Se rebeller ? S'enfuir, se faire poursuivre, traquer, poignarder peut-être, jouer la provocation ? S'opposer à Lise le tirerait d'affaire, lui, pas elle.

Le Psychiatre était plus à l'aise dans le verbe que dans l'action. Il lui fallait bluffer, guider sa patiente en douceur le long d'un des deux sentiers qu'elle lui avait dégagés. Se faire passer pour aussi puissant qu'elle pour la déconcerter et la dissuader de le molester reviendrait à marcher sur une corde raide, il préférait la conforter dans sa fragile autorité et la désarmer pacifiquement, en gagnant sa confiance, peut-être, à terme, en la laissant mesurer l'inutilité de sa mascarade, l'inutilité de se protéger : elle baisserait les armes en même temps que les masques.
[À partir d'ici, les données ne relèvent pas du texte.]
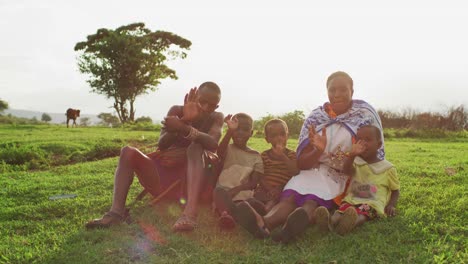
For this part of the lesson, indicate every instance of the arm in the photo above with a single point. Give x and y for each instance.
(232, 125)
(166, 138)
(390, 208)
(311, 153)
(191, 111)
(210, 140)
(251, 184)
(357, 149)
(309, 158)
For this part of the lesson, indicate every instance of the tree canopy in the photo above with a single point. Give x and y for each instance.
(3, 105)
(127, 62)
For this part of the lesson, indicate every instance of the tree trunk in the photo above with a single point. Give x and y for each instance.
(132, 110)
(116, 107)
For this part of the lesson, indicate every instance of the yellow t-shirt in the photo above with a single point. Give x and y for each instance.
(372, 184)
(238, 165)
Il était temps d'agir, de jouer, deux notions condensées en un mot : acteur. Le Psychiatre regarda la lame briller dans la main de la gardienne, puis leva les yeux vers elle, enfin les mains, lentement, jusqu'à mi-hauteur, une expression de calme absolu au coin des yeux. Plus de sourire, l'heure était au sérieux. Il s'abstint de paraître trop serein plus longtemps : l'internée se sentirait menacée par son assurance et imaginerait un risque potentiel. Le Psychiatre misait désormais gros. Il poussa un soupir et lui adressa un regard résigné :

— D'accord, je vous dirai tout.

Il marqua une pause et prit un air renfrogné. Elle devait croire qu'il n'agissait pas de bonne grâce, mais qu'elle le tenait réellement. Après avoir jeté un coup d'œil de part et d'autre, il poursuivit rapidement, plus bas, presque du coin des lèvres, en se penchant légèrement vers elle :

— Pourrions-nous continuer dans un endroit moins exposé ?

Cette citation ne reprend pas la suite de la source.